The fix for flickering brightness on Surface devices
You can do one of two things here:
- Download Intel drivers and disable through the control panel (not what I did) or
- Change a key in the registry to disable Intel DPST. I’ll talk you though this method
Step 1 – Launch the Registry Editor
Open the Start menu and type ‘regedit’. Once you’ve done this, right click it and choose ‘Run as Administrator’. You should now see the Registry Editor, a fairly intimidating piece of software. It’s fair to say at this point, if you’re not confident with regedit, don’t continue.

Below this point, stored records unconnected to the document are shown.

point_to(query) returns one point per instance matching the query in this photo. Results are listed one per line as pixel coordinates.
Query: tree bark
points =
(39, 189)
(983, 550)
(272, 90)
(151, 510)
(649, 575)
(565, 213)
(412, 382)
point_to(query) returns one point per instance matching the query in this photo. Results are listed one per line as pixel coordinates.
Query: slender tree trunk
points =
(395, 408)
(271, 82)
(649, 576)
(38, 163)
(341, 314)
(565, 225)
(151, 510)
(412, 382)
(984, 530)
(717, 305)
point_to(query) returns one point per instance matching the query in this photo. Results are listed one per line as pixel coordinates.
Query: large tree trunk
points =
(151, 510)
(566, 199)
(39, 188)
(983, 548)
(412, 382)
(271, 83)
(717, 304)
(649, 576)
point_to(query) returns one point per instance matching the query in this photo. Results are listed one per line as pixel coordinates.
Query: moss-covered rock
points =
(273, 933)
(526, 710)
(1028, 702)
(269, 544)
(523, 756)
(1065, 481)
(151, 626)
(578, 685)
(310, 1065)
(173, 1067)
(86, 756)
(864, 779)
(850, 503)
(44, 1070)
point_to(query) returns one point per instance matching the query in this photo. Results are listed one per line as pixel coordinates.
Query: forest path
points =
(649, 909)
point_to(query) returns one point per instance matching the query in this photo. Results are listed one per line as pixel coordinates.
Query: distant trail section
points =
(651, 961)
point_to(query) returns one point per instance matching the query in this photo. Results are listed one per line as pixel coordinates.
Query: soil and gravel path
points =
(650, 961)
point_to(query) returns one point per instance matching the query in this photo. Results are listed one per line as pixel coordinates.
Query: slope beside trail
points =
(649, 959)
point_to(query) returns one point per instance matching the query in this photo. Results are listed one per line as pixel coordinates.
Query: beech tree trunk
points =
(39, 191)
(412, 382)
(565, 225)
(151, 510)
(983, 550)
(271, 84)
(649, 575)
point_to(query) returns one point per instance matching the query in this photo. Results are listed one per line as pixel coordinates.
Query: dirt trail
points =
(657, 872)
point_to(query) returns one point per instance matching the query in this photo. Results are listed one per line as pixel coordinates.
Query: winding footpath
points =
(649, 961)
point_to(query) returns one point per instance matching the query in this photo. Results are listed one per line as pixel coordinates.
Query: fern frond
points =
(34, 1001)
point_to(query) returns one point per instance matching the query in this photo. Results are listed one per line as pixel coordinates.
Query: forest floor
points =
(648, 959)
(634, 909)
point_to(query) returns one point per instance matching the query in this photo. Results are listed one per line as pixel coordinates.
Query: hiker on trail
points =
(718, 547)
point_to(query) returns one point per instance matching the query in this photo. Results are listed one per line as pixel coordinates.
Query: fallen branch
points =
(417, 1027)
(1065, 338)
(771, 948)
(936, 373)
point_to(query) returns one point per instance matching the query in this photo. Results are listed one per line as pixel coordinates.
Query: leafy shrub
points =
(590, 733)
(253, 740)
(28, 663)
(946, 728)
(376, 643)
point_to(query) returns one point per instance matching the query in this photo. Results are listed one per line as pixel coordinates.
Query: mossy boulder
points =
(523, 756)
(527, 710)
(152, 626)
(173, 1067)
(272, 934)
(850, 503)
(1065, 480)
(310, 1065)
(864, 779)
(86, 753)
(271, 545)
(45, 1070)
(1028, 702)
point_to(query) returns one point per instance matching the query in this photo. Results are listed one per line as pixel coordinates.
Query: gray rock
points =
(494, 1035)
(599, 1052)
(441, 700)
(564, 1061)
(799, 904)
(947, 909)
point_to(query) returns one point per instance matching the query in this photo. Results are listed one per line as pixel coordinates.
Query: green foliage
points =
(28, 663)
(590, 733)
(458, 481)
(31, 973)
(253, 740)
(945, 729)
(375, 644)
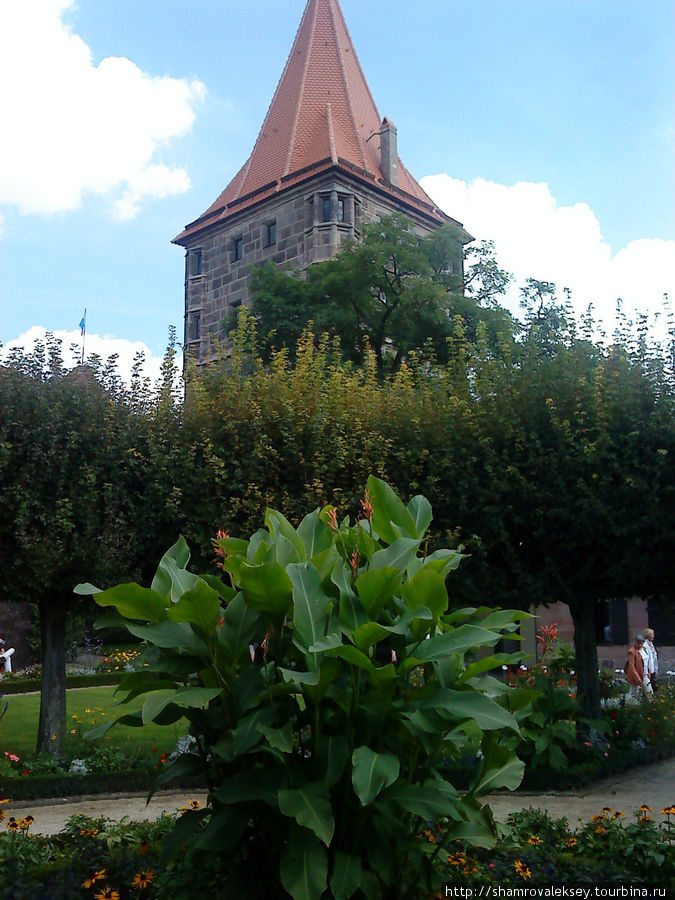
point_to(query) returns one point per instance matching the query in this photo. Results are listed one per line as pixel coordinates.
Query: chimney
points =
(389, 152)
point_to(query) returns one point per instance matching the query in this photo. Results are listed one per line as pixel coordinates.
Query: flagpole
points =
(84, 333)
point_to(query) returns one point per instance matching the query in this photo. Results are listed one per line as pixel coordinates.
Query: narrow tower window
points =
(194, 263)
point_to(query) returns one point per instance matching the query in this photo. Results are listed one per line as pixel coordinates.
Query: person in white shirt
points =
(652, 664)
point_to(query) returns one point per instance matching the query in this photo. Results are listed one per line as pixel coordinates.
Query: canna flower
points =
(367, 505)
(332, 519)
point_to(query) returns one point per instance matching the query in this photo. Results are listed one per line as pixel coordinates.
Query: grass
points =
(18, 727)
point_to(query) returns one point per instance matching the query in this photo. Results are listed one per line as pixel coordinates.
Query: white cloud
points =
(73, 127)
(534, 237)
(104, 347)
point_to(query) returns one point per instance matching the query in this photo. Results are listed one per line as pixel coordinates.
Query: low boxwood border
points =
(582, 774)
(24, 685)
(38, 787)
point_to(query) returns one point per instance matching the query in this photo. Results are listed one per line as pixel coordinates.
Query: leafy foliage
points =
(324, 685)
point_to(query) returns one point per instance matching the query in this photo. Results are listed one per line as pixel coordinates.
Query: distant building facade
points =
(324, 164)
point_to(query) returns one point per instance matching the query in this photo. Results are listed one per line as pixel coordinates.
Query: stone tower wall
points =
(310, 223)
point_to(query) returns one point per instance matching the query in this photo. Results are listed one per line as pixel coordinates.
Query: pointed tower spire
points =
(322, 115)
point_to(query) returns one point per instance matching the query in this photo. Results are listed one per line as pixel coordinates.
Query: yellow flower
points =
(143, 879)
(522, 870)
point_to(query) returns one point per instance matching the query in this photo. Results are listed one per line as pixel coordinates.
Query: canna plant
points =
(326, 685)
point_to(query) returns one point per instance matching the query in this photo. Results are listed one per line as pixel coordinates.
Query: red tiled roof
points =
(322, 115)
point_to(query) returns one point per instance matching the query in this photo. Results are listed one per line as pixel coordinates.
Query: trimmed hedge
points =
(37, 787)
(24, 685)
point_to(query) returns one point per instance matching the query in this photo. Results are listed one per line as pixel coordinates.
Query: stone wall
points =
(293, 229)
(610, 656)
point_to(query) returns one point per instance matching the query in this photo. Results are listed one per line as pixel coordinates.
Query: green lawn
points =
(18, 727)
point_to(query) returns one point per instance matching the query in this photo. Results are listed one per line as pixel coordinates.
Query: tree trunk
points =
(588, 682)
(52, 727)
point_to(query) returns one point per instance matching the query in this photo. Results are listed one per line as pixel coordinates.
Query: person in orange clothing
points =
(634, 670)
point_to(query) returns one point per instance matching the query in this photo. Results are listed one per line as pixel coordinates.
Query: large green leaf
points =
(224, 591)
(334, 753)
(430, 800)
(372, 772)
(388, 508)
(256, 784)
(396, 555)
(314, 534)
(501, 769)
(376, 588)
(311, 606)
(469, 705)
(245, 736)
(200, 606)
(304, 866)
(278, 524)
(310, 806)
(420, 510)
(279, 738)
(427, 588)
(172, 636)
(179, 556)
(185, 698)
(347, 876)
(457, 640)
(134, 602)
(487, 664)
(237, 630)
(180, 579)
(267, 588)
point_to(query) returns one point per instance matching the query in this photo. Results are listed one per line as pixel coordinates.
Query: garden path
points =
(653, 785)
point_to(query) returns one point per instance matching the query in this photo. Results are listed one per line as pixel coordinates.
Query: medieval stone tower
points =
(325, 163)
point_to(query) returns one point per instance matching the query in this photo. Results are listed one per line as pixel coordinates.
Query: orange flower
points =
(107, 893)
(91, 881)
(143, 879)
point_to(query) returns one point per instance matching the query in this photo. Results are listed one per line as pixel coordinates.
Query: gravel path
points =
(653, 785)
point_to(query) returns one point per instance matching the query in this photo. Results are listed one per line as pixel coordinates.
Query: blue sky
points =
(546, 125)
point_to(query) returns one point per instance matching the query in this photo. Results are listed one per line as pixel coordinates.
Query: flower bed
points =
(96, 859)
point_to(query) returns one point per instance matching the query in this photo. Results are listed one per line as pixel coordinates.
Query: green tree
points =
(78, 470)
(394, 293)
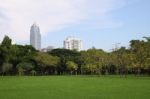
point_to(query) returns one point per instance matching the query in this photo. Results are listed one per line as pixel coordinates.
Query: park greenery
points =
(25, 60)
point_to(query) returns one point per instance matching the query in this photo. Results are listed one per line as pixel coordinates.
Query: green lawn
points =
(75, 87)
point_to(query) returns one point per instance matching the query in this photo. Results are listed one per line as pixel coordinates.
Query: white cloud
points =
(16, 16)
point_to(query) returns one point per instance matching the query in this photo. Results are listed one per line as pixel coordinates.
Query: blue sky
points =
(99, 23)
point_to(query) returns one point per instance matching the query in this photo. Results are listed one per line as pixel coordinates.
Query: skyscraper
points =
(73, 43)
(35, 37)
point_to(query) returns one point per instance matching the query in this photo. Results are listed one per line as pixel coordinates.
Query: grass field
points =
(75, 87)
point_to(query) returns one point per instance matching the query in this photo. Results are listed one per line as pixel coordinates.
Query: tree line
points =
(25, 60)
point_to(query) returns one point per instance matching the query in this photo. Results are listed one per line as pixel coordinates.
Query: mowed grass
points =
(75, 87)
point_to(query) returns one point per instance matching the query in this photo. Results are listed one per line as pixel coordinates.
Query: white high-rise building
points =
(35, 37)
(73, 43)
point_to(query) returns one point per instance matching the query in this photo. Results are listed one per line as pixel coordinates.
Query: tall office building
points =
(35, 37)
(73, 43)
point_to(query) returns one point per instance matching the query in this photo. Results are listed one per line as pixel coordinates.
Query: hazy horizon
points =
(98, 23)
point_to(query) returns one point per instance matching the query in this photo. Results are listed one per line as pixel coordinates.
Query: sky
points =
(99, 23)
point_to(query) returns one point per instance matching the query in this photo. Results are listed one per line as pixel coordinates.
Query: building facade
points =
(35, 37)
(73, 43)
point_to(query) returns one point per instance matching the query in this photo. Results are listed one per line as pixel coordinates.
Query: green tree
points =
(46, 63)
(24, 68)
(72, 67)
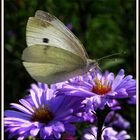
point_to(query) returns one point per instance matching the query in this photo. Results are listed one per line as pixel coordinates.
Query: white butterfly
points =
(54, 54)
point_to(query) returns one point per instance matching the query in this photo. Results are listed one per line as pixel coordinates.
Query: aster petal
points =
(57, 135)
(118, 79)
(26, 104)
(59, 127)
(34, 131)
(12, 113)
(48, 130)
(34, 98)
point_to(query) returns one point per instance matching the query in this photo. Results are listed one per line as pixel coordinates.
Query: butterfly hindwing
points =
(51, 64)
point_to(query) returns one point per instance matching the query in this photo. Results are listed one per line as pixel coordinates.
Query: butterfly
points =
(54, 54)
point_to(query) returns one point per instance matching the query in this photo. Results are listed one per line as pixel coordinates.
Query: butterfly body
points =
(53, 54)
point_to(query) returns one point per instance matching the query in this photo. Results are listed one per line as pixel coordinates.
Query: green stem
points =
(101, 115)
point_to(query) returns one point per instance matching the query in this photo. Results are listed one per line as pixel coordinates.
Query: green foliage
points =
(103, 26)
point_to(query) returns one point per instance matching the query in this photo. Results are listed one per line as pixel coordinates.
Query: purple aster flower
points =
(115, 119)
(107, 134)
(42, 114)
(132, 100)
(69, 26)
(101, 88)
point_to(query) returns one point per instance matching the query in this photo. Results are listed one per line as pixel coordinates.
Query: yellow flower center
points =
(42, 114)
(101, 88)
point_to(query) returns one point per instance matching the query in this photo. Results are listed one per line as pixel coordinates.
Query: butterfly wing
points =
(50, 64)
(60, 26)
(46, 29)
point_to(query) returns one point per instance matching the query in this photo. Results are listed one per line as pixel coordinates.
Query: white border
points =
(137, 69)
(2, 69)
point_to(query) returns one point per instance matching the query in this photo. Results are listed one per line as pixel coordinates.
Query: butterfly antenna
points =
(109, 56)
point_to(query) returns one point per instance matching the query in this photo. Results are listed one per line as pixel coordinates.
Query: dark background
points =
(103, 26)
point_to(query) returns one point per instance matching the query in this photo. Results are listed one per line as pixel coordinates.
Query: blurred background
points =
(104, 27)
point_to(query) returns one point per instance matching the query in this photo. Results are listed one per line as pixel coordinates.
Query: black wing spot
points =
(45, 40)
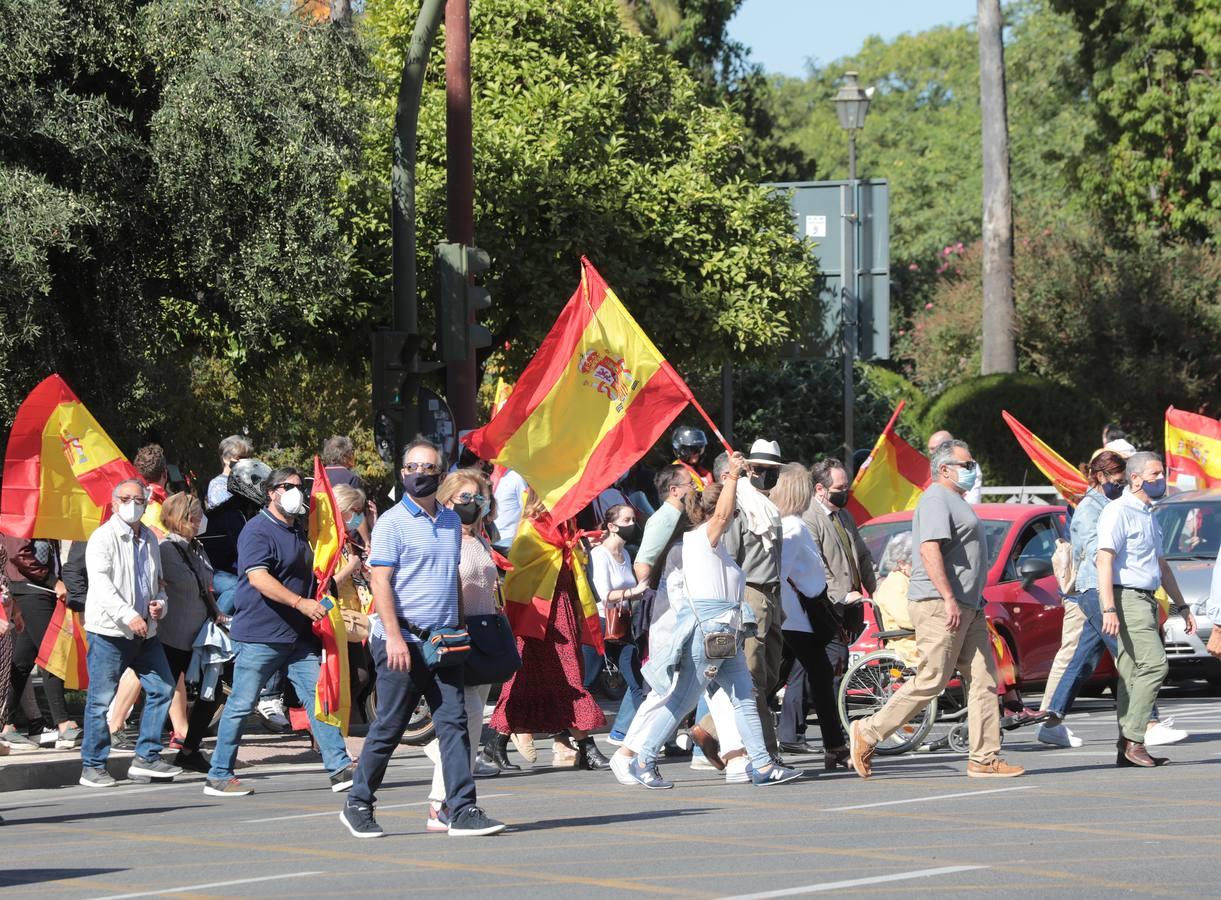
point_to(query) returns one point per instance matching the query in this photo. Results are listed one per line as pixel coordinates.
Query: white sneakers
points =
(1057, 735)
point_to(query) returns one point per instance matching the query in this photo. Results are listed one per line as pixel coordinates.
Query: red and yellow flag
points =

Step 2 – Locate the entry which controls Intel DPST
Navigate to the following key:
HKEY_LOCAL_MACHINE\SYSTEM\ControlSet001\Control\Class\{4d36e968-e325-11ce-bfc1-08002be10318}\0001
In there you should see ‘FeatureTestControl’. Right click and choose ‘Modify’. If you don’t see this item in ‘0001’, look in ‘0000’ instead.
Step 3 – Modify FeatureTestControl and restart
You should see a value of ‘9240’. Change this to 9250 and click OK. Restart your Surface device and hey presto! Job done.
Conclusion
The Surface line are brilliant devices, but I feel this is a big oversight on Microsoft’s part. Hopefully, they’ll put in a fix in future releases. If an update reverts the key change, just redo this tutorial again. Any thoughts or questions, sound off in the comments.